By Dita De Boni
John Hynds is not only passionate about pipes, he's pipped at the suggestion that the pipe trade is anything less than extremely sexy.
While the common perception of concrete pipes is of heavy, grey, sewage-carrying eyesores, to the pipe veteran of 26 years and winner of the 1999 Ernst & Young Entrepreneur of the Year award they are beautifully crafted creations snaking voluptuously under city streets, not only draining waste but supplying power and water through smoothly meandering arterial routes.
They are also the lifeblood of the $42 million Hynds Pipes business.
The modest Mr Hynds has been "outed" this year, receiving a shower of business accolades in June and finding himself under the media spotlight for the first substantial time in 26 years of business.
"We decided this year we wanted to raise our media profile," he says disingenuously.
Mr Hynds quietly operates his main site on 4ha of prime industrial land in East Tamaki - just 30 minutes from his hometown of Manurewa - with his two sons and "childhood sweetheart" Leonie.
The privately owned Hynds Pipe Systems has divested itself of a variety of ventures since 1973, including swimming pool construction, pipe laying and retainer walls, to concentrate on building the core business - the manufacture of spun concrete pipes and the distribution of all products drainage-related.
The company has had its share of hard times but has also been involved in some fairly spectacular projects, including two kilometres of concrete sewer pipes for Wanganui City, $6 million of pipes to carry underground electricity cables between East Tamaki and Pakuranga - the longest tunnel of its kind in the Southern Hemisphere - and, most visibly, the eight support legs of Auckland's Sky Tower.
Hynds Pipe now supplies around 40 per cent of the concrete pipe market in New Zealand through three factories and seven sales centres, the bulk of the business lying north of Taupo.
Mr Hynds' pipe dreams began more than 26 years ago when he thirsted after his own business and used his experience as an engineering consultant to branch out on his own and take on the "big boys" of the construction supply industry, Hume and Winstone.
From what was literally a backyard contracting and manufacturing business in Papakura housing a block-making facility, the family home and fruit trees on half an acre, the company moved to a proper commercial site in Tamaki in 1979 and expanded rapidly into pipes and manholes.

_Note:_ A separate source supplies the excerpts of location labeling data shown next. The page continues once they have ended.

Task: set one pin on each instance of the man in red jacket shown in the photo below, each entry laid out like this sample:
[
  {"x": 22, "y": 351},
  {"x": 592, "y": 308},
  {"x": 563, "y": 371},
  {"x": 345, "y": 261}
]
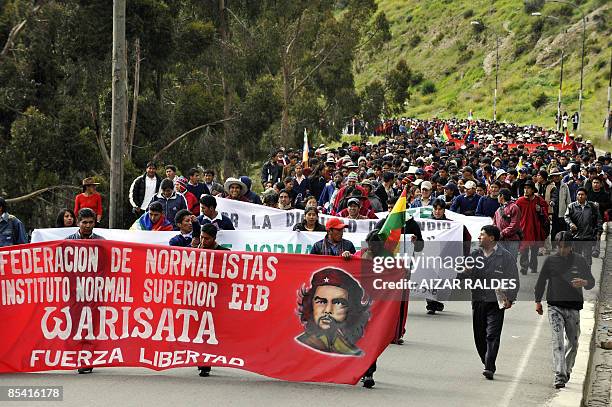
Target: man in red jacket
[
  {"x": 508, "y": 219},
  {"x": 534, "y": 217}
]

Deregulation of the construction industry also contributed to the viability of smaller business by lifting restrictions on the purchasing of materials.
"We used to have to place orders for steel frames three months in advance and pay a full one month before we actually got it - we also had to be in position to buy 10 tonnes of the steel in advance before we could get an account."
Although Mr Hynds calls himself a "cautious investor" - growing each stage of the business only after paying off the last stage, a volatile industry like construction meant some pretty shaky times for Hynds - times which have propelled the company into constantly redefining its core business.
A foray into swimming pools, which he describes as a "disaster," as well as the need to move into different sizes of pipes to compete effectively in the market, resulted in a hefty mortgage on the family home and the business.
It also led Mr Hynds to formulate a vision for the company in 1989 where he decided it would "stick to its knitting" and concentrate on innovations in pipes and drainage as well as entreating staff to become fully involved in the dream.
After having to sack all his staff - all four - at one very early point, Mr Hynds reassessed his management style and realised that human resources were the key to the successful evolution of small to big business.
"I now think manufacturers need to develop team-based management where we can rely on well-trained people who are self-sufficient and understand the vision."
Management and human resources are self-confessed "passions" in the Hynds corporate culture, but paring down costs and developing a viable alternative to innovations in plastics, aluminium and steel have also driven the staff to work together to meet budgets.
Environmental issues are also a concern. Although Mr Hynds smiles fondly remembering "trucks full of metal, fires burning, sleeves rolled up and short pants" - not a redneck hoedown but a description of the company's first contract to build a school on sleepy pastoral land at Conifer Grove, Manurewa - he says the very location of his main site requires a fair amount of green-think .
"We are a concrete plant in the middle of a community of bakers supplying most of the bread New Zealanders eat [in East Tamaki]," he says.
"We are working on methods to purify our stormwater, which carries silt and a variety of unnecessary materials into the stream at the back of our property."
In fact, green-friendly inventions, he says, will provide the company with the means to grow the national business even further.
Hynds Pipes has jumped on opportunities presented by the Resource Management Act requiring companies to deal with polluted stormwater, and the company believes that by exporting its stormwater treatment systems, it can continue to grow domestically without the almost-mandatory move to Australia.
Mr Hynds is not ready to go offshore yet - discounting the 5 per cent of products exported to the islands - but concedes that his sons may choose to do so further down the line.
For now he is happy to bask a little in the media spotlight, consider new pipe-related opportunities and look forward to his trip to Palm Springs in November where he will attend the Ernst & Young International Forum of Entrepreneurs.
He sums it all up with characteristic modesty: "We've had a great year."